The girl, who had been pencilling a large "10:46" on the envelope, looked up in surprise; but rose immediately to the occasion. Cherry's beauty, her agonized eyes and voice, were enough to awaken her sense of the dramatic. A sharp rap of the clerk's pencil summoned a boy.

"George, there's a dollar in that for you if you deliver it before eleven to the Harvard!" said she. The boy seized it, stuck it in his hat, and fled.

"And now for the boat!" Cherry said, rejoining Martin, and speaking in almost her natural voice. They went back to the Sausalito ferry entrance again, and this time telephoned Alix in real earnest, and presently found themselves on the upper deck of the boat, bound for the valley.

Until now, and in occasional rushes of terror still, she had been absorbed in the hideous necessity of deceiving, of covering her own traces, of anticipating and closing possible avenues of betrayal. But now Cherry began to breathe more easily, and to feel rising about her, like a tide, the half-forgotten consciousness of her relationship with this man in the boldly-checked suit who was sitting beside her. She had thought to escape the necessity of telling him that she was not willing to return to him; she had been wrapped in dreams so great and so wonderful that the thought of his anger and resentment had been as nothing to her. But she had all that to face now.

She had it to face immediately, too. She knew that every hour of postponement would cost her fresh humiliations and difficulties. He did not love her, but he was quietly taking her for granted again, and until she could summon courage to speak to him with utter frankness and finality, he would of course claim his position as her husband.

The thought threw her into a nervous agitation almost as frightful as that of meeting him had been, and again she felt the dizzy faintness and sickness of that moment.

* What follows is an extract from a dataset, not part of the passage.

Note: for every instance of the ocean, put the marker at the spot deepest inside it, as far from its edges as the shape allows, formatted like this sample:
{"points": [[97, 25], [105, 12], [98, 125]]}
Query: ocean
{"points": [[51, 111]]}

The trip from San Francisco to Sausalito occupies exactly half an hour; after that there was a train trip of twenty minutes. Cherry knew that what was done must be done in that time. In Mill Valley Alix would meet them, perhaps willing to take any cue that Cherry gave her, as to their relationship, but of course anxious to have that relationship as pleasant and normal and friendly as possible.

Her head was still rocking from the shock of the experiences of the last hour and the last fortnight. Even had she met Peter it might have been to yield with a sort of collapse to mental and physical exhaustion. But to be forced to make a fresh effort now, one of the crucial and fearful struggles of a lifetime, to present her case to Martin now, and force him to her viewpoint, was almost impossible.

Yet Cherry knew that it must be done, and as the boat slipped smoothly past the island that roughly marked the halfway point, she gathered all her forces for the trial.